PostgreSQL Anonymizer 1.0: Privacy By Design For Postgres

Posted on 2022-05-21 by Dalibo
Related Open Source

Limoges, France, May 17th, 2022

PostgreSQL Anonymizer is an extension that hides or replaces personally identifiable information (PII) or commercially sensitive data from a PostgreSQL database.

The extension supports 3 different anonymization strategies: Dynamic Masking, Static Masking and Anonymous Dumps. It also offers a large choice of Masking Functions such as Substitution, Randomization, Faking, Pseudonymization, Partial Scrambling, Shuffling, Noise Addition and Generalization.

NOTE: This release is considered ready for production

Implementing "Privacy By Design" with PostgreSQL

4 years after the introduction of the GDPR, its application remains complex for many companies and organizations. In particular, implementing the "privacy by design" principle remains a headache... How can we write the data protection rules directly during the design of an application ?

The vast majority of the current anonymization tools work outside the database, using the same approach that ETL tools.
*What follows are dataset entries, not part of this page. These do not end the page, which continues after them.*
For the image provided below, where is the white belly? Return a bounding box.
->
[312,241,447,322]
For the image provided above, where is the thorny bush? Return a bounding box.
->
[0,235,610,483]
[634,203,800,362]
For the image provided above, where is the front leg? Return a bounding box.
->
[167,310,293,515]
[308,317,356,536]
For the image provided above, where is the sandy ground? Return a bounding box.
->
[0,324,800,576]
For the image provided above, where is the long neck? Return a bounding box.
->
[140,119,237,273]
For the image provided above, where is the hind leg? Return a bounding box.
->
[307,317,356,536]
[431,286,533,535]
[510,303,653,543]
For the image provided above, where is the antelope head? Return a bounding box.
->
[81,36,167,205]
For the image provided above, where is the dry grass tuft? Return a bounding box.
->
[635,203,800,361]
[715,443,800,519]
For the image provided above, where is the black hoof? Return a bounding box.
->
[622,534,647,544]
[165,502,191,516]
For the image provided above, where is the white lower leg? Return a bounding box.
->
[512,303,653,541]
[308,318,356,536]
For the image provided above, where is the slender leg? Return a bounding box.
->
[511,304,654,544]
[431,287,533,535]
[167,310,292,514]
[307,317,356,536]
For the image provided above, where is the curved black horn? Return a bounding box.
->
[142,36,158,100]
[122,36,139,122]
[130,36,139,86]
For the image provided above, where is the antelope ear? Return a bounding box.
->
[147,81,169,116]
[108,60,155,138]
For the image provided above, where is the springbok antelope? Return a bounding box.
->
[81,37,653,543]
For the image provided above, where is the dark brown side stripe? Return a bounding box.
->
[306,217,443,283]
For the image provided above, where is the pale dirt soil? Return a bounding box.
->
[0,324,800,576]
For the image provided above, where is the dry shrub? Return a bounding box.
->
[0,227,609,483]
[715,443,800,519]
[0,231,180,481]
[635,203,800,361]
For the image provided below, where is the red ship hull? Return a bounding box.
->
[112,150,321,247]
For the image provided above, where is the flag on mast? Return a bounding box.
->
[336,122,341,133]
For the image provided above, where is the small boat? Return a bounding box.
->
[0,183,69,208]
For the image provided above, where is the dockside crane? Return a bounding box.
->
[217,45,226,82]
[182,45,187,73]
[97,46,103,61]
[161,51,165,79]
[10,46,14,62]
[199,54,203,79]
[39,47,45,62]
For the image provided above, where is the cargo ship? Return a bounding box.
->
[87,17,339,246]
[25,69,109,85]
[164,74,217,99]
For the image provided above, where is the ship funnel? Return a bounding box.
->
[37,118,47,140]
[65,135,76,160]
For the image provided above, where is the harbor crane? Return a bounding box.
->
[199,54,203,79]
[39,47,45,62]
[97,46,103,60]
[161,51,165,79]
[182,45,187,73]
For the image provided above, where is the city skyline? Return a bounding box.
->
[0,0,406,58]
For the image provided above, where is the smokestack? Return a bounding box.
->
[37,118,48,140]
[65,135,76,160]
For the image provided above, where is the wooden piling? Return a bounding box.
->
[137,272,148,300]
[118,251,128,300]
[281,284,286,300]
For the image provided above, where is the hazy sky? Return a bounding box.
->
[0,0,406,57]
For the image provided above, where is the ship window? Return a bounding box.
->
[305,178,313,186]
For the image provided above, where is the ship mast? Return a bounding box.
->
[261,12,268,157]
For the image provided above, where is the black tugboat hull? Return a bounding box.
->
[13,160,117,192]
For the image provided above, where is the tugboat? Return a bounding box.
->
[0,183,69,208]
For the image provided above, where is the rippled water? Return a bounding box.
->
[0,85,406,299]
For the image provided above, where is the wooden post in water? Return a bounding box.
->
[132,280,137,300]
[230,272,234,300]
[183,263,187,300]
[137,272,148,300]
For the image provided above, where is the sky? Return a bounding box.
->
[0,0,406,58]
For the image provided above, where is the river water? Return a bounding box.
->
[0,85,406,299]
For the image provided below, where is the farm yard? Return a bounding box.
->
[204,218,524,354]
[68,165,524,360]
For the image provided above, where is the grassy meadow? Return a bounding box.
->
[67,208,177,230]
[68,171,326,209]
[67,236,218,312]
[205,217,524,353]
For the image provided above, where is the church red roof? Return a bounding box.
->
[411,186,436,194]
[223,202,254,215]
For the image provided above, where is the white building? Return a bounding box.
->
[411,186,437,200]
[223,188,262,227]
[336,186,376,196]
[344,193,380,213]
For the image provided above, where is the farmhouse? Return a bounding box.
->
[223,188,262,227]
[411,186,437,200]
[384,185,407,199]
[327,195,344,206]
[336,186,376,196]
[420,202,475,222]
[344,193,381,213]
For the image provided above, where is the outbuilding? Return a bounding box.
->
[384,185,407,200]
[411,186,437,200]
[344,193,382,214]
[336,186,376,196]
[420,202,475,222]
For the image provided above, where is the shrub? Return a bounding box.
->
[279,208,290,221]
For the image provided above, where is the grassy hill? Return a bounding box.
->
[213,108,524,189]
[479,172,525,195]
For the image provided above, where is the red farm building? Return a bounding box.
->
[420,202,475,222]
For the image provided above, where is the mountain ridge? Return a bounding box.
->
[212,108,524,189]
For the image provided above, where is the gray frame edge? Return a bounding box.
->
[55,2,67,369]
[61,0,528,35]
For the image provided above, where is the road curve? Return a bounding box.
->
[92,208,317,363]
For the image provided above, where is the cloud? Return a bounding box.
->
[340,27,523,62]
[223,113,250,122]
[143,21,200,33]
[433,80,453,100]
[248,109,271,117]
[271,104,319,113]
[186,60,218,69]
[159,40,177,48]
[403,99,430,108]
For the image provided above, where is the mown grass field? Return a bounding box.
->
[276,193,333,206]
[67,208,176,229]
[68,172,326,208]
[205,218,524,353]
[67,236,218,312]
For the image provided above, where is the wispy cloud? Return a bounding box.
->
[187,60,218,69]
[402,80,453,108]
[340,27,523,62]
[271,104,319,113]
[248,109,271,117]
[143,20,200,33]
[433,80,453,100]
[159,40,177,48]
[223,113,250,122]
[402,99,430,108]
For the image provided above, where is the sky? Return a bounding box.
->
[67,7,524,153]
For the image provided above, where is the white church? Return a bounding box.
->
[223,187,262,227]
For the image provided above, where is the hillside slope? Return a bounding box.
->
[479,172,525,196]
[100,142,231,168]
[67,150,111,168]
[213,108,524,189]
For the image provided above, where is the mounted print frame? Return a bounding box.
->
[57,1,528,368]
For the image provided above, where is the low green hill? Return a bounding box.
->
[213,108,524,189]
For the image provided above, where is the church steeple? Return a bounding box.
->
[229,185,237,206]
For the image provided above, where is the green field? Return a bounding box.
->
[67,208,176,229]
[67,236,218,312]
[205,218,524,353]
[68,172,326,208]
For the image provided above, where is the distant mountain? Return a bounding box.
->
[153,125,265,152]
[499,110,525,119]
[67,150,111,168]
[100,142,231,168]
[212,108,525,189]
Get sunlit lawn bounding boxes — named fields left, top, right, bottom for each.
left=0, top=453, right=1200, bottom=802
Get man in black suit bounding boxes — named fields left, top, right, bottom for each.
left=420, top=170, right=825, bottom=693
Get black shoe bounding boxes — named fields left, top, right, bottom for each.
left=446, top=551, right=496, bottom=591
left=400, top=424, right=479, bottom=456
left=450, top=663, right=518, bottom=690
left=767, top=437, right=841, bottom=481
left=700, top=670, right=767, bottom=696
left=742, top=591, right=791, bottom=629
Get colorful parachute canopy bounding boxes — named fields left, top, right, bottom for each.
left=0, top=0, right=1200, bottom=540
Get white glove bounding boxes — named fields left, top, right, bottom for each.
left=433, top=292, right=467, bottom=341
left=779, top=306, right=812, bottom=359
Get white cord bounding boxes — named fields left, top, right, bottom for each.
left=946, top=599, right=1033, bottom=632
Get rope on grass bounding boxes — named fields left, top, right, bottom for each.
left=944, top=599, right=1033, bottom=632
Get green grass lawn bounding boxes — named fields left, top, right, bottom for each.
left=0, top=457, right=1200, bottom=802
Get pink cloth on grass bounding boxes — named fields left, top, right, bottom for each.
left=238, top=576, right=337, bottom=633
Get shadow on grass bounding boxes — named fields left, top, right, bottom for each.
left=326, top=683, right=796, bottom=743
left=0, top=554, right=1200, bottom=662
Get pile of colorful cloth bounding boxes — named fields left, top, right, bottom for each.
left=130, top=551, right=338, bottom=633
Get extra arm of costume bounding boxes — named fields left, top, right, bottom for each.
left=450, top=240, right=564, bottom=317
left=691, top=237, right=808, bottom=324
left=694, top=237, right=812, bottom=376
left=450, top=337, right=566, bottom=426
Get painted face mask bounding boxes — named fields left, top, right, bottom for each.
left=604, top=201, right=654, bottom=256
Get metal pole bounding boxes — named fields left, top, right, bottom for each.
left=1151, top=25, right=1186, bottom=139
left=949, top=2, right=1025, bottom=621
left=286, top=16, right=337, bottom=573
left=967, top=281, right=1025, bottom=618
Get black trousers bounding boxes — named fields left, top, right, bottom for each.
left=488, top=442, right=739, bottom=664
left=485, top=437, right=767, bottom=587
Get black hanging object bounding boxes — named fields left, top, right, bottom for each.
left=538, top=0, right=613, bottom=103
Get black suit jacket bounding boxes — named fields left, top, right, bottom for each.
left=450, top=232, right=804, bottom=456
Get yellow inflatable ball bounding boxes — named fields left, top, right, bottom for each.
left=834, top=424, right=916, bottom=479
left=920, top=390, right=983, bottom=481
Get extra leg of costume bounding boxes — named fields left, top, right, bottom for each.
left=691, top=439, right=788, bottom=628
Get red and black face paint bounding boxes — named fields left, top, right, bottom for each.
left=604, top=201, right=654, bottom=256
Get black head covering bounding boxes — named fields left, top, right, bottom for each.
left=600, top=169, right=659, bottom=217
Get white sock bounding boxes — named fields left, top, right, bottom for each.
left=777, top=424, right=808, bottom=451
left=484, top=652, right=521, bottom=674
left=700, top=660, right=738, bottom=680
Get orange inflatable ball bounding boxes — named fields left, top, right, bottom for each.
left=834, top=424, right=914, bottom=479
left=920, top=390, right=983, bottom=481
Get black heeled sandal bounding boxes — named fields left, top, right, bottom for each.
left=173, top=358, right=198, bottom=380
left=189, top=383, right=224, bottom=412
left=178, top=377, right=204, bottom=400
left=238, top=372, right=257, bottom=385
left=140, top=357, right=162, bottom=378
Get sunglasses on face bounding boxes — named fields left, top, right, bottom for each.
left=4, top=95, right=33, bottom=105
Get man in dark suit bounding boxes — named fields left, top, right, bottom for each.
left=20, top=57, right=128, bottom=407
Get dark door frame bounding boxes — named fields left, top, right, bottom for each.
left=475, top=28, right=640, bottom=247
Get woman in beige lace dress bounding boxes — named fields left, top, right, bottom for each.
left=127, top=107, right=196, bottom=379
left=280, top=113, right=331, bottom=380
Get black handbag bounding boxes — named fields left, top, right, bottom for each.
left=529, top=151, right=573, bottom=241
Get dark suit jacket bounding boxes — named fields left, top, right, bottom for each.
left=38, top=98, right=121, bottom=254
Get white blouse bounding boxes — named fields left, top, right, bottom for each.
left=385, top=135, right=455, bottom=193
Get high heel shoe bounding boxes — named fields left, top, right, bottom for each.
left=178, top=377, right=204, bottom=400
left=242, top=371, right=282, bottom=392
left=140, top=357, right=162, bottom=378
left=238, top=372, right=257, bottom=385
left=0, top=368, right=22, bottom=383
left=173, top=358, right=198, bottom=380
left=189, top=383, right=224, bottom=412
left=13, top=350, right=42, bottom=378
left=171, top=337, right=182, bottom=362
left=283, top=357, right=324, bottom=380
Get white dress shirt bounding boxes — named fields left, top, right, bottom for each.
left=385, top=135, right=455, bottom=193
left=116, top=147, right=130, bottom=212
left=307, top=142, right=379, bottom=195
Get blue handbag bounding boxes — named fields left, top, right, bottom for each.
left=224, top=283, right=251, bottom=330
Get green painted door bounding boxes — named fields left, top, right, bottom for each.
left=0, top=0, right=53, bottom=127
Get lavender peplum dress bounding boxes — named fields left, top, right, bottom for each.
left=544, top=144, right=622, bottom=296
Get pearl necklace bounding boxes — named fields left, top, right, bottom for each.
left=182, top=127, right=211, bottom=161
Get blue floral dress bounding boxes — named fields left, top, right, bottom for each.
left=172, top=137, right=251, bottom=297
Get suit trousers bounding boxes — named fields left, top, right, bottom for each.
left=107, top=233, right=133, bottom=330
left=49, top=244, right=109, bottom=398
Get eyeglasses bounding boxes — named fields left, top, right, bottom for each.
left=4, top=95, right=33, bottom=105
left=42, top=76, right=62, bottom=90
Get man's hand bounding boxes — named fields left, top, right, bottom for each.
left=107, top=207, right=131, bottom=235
As a result, the responsibility for writing anonymization policy is usually assigned to production DBAs.

The PostgreSQL Anonymizer extension introduces a different approach as it seeks to involve developers and architects early on, during the preliminary design steps, by declaring the masking rules using SQL, directly inside the database model itself, in the same way as an integrity constraint or an index !

When a developper wants to add a new column to a table, she/he usually defines a few rules and restrictions that are enforced for this column. With PostgreSQL Anonymizer, she/he can also declare that this column contains personnal information and write a masking rule to describe how the data will be transformed during the anonymization process.

The extension offers a panel of masking techniques: randomization, noise, faking, partial destruction, pseudonymization, generalization, etc.

For Thierry Aimé who works at the Office of Architecture and Standards in the French Public Finances Directorate General (DGFiP), the extensions plays a key role in the data protection policy :

« With PostgreSQL Anonymizer we integrate, from the design of the database, the principle that outside production the data must be anonymized. Thus we can inforce the RGPD rules, without affecting the quality of the tests during version upgrades for example. »

Here's a basic example:

 CREATE TABLE player(
     id SERIAL,
     lastname TEXT,
     birth DATE,
     points INT
  );

SECURITY LABEL FOR anon ON COLUMN player.lastname
IS 'MASKED WITH FUNCTION anon.fake_last_name()';

SECURITY LABEL FOR anon ON COLUMN player.birth
IS 'MASKED WITH VALUE NULL';

Alternatively, if the column can be declared as an indirect identifier, then the production DBA will be able to use a K Anonymity function to check that there's no risk of singling out an individual inside the dataset.

Data protection is a team effort ! Every person involved in the lifecycle of application should be concerned. With that mindset, the PostgreSQL Anonymizer extension provides tools for developpers and DBAs and help them to implement the data masking rules early on, thus respecting the "Privacy by Design" principle.

How to Install

This extension is officially supported on PostgreSQL 9.6 and further versions.

On Red Hat, CentOS and Rocky Linux systems, you can install it directly from the official PostgreSQL RPM repository:

dnf install postgresql_anonymizer14

Then load the extension with:

ALTER DATABASE foo SET session_preload_libraries = 'anon';

Create the extension inside the database:

CREATE EXTENSION anon CASCADE;

And finally, initialize the extension

SELECT anon.init();

For other systems, check out the install documentation:

https://postgresql-anonymizer.readthedocs.io/en/latest/INSTALL/

Thanks

PostgreSQL Anonymizer was backed financially by the following entities :

  • The French Public Finances Directorate General (DGFiP)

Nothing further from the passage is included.